Abstract:Two distinct signals are required to activate T cells: an Ag-specific signal and a costimulatory signal mediated primarily by B7-1 (CD80) and B7-2 (CD86) through interactions with CD28. Costimulation appears to be critical in regulating autoreactive T cell responses. Here, we demonstrate that, in contrast to the parental uninfected T cell clone, a T cell clone infected by human T cell lymphotropic virus type I (HTLV-I) displays a remarkably enhanced response to Ag in the absence of B7 costimulation. Chinese hamster ovary cells either transfected with DRB1*1501 (t-DR2) alone or cotransfected with DR2 and either B7-1 or B7-2 were fixed, pulsed with myelin basic protein peptide 84-102 (MBPp84-102), and used as APCs. The MBPp84-102-reactive T cell clone Ob1A12.8 required costimulation with either B7-1 or B7-2 molecules, as the response to Ag was reduced by 90% in the absence of B7 costimulation.
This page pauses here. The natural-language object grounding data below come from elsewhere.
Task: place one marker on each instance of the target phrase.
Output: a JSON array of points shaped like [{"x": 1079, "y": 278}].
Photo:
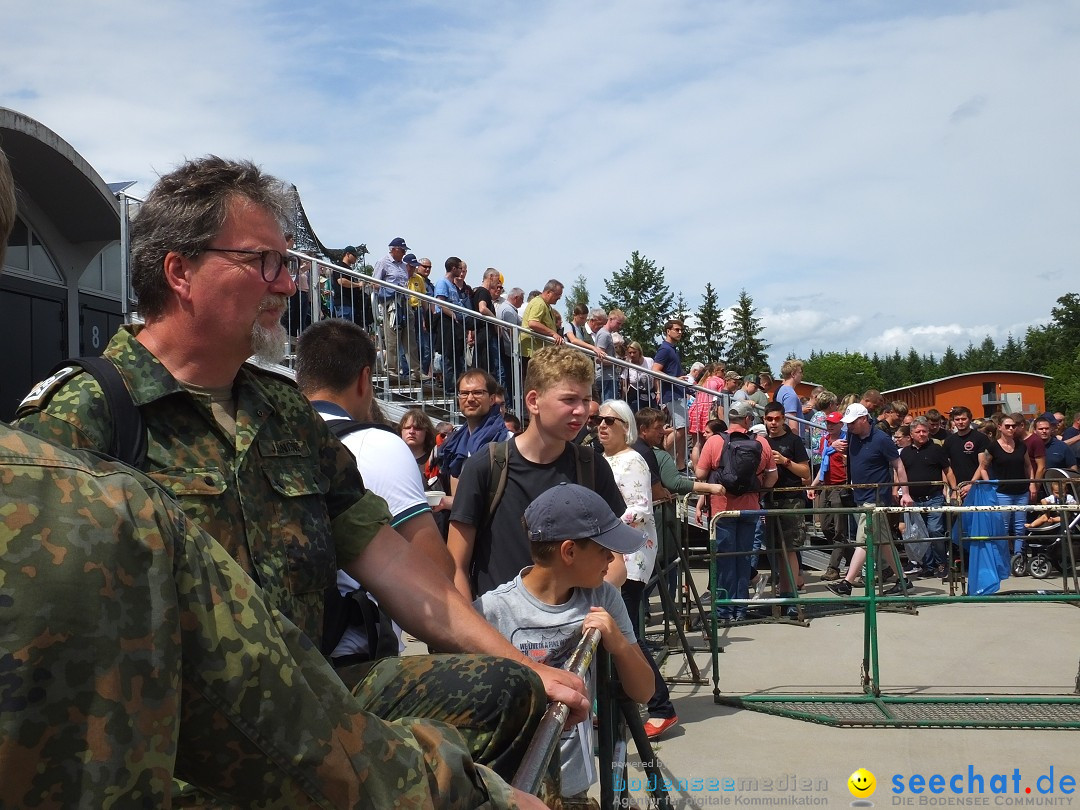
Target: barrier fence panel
[{"x": 872, "y": 703}]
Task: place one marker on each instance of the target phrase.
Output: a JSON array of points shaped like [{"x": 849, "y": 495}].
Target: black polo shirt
[
  {"x": 791, "y": 446},
  {"x": 927, "y": 462}
]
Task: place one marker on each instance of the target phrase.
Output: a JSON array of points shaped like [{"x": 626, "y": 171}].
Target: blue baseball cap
[{"x": 571, "y": 512}]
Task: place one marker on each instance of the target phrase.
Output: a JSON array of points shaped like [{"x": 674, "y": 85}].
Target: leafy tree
[
  {"x": 640, "y": 291},
  {"x": 577, "y": 294},
  {"x": 747, "y": 351},
  {"x": 841, "y": 373}
]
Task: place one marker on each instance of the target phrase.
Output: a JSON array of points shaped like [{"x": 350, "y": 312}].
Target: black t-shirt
[
  {"x": 792, "y": 446},
  {"x": 502, "y": 550},
  {"x": 1007, "y": 466},
  {"x": 963, "y": 453},
  {"x": 927, "y": 462},
  {"x": 650, "y": 459}
]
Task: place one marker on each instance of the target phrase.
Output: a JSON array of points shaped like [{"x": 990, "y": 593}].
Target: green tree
[
  {"x": 748, "y": 349},
  {"x": 685, "y": 347},
  {"x": 913, "y": 367},
  {"x": 841, "y": 373},
  {"x": 1054, "y": 350},
  {"x": 950, "y": 363},
  {"x": 640, "y": 291},
  {"x": 577, "y": 294},
  {"x": 710, "y": 340}
]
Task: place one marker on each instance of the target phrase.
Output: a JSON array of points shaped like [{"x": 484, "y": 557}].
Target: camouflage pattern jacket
[
  {"x": 283, "y": 496},
  {"x": 134, "y": 648}
]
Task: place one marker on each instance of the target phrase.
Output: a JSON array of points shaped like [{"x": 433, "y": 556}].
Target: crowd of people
[{"x": 219, "y": 616}]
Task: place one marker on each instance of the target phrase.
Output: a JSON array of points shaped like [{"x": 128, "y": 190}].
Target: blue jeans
[
  {"x": 1014, "y": 521},
  {"x": 732, "y": 574},
  {"x": 935, "y": 525}
]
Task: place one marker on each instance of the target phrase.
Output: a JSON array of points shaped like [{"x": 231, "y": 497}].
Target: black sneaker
[
  {"x": 842, "y": 588},
  {"x": 901, "y": 588}
]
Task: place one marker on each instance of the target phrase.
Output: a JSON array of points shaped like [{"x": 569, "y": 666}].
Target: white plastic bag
[{"x": 916, "y": 536}]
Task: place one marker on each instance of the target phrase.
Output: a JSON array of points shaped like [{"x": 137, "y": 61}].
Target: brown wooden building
[{"x": 984, "y": 392}]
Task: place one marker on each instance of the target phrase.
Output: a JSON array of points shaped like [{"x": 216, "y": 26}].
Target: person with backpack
[
  {"x": 334, "y": 360},
  {"x": 251, "y": 462},
  {"x": 743, "y": 464},
  {"x": 486, "y": 537}
]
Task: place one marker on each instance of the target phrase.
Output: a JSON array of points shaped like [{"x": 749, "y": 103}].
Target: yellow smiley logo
[{"x": 862, "y": 784}]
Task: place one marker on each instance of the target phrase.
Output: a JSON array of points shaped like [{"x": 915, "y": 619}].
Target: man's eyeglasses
[
  {"x": 472, "y": 394},
  {"x": 270, "y": 261}
]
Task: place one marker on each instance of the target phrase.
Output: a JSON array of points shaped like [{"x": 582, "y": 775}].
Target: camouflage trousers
[{"x": 496, "y": 704}]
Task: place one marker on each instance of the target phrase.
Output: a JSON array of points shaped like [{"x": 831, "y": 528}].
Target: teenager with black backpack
[{"x": 743, "y": 464}]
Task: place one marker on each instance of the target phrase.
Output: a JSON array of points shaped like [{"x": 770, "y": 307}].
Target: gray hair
[{"x": 185, "y": 212}]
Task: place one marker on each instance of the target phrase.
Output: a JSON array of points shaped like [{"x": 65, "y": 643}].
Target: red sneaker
[{"x": 656, "y": 726}]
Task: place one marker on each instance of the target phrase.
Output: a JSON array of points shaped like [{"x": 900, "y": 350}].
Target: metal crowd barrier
[
  {"x": 394, "y": 314},
  {"x": 873, "y": 705},
  {"x": 616, "y": 715}
]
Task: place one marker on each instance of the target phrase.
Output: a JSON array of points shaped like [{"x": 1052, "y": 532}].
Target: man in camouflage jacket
[{"x": 253, "y": 464}]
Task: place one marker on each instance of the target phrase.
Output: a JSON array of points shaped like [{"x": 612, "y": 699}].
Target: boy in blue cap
[{"x": 574, "y": 536}]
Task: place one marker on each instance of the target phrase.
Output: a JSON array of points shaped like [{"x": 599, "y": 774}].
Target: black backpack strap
[
  {"x": 585, "y": 466},
  {"x": 498, "y": 456},
  {"x": 129, "y": 431}
]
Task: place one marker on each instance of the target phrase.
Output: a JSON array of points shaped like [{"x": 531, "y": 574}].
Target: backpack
[
  {"x": 356, "y": 608},
  {"x": 498, "y": 454},
  {"x": 127, "y": 443},
  {"x": 740, "y": 459}
]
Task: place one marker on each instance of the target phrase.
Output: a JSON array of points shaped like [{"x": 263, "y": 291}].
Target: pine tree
[
  {"x": 950, "y": 363},
  {"x": 577, "y": 294},
  {"x": 747, "y": 353},
  {"x": 685, "y": 347},
  {"x": 640, "y": 292},
  {"x": 710, "y": 338}
]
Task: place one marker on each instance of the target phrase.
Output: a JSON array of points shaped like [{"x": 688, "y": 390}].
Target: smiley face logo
[{"x": 862, "y": 784}]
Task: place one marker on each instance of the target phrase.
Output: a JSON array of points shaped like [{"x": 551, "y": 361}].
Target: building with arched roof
[
  {"x": 62, "y": 291},
  {"x": 984, "y": 393}
]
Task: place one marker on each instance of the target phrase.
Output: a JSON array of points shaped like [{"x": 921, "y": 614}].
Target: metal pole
[{"x": 536, "y": 759}]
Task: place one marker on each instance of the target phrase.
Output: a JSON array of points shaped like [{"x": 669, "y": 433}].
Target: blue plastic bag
[{"x": 987, "y": 559}]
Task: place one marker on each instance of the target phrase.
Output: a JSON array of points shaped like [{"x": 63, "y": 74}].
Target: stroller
[{"x": 1049, "y": 538}]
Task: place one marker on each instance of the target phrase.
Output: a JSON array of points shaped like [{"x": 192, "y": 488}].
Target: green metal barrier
[{"x": 872, "y": 705}]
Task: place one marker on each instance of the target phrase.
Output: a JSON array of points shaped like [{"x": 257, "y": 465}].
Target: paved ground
[{"x": 945, "y": 649}]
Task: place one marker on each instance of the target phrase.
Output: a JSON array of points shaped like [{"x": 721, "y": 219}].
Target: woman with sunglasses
[
  {"x": 630, "y": 572},
  {"x": 1007, "y": 461}
]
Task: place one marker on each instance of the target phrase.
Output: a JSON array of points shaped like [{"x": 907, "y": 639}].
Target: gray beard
[{"x": 268, "y": 343}]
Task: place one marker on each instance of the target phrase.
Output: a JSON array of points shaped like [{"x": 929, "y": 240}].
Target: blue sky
[{"x": 875, "y": 174}]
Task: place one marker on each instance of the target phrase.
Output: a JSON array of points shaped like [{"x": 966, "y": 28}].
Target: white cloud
[{"x": 876, "y": 178}]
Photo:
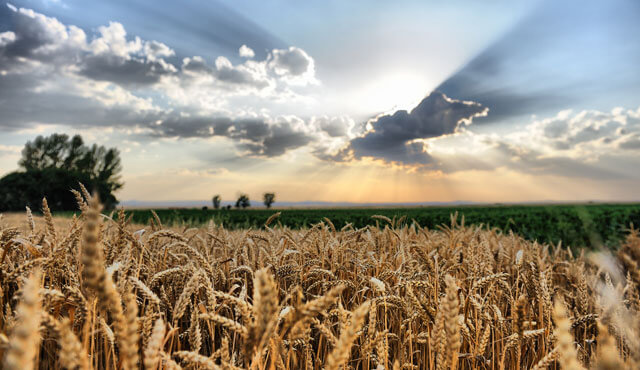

However, this requirement for B7 costimulation was abrogated after productive infection by HTLV-I. Stimulation of HTLV-I-infected T cells by MBPp84-102/t-DR2 induced the secretion of IL-5 and IFN-gamma, which approached the level induced in the presence of B7 costimulation, whereas IL-4 was induced to one third of its maximal level. Consistently, the secretion of IL-5 and IFN-gamma was not significantly inhibited by anti-B7-1 and B7-2 Abs, whereas IL-4 was inhibited by approximately 50%. In contrast, uninfected T cells required either B7-1 or B7-2 costimulation for significant cytokine secretion, and this response was inhibited by anti-B7-1 and B7-2 Abs. These findings suggest that HTLV-I-infected autoreactive T cells have the potential to induce an autoimmune response in the absence of B7 expression in the target organ. This may be of particular interest in the elucidation of HTLV-I pathogenicity given the association of HTLV-I infection with autoimmune-like diseases.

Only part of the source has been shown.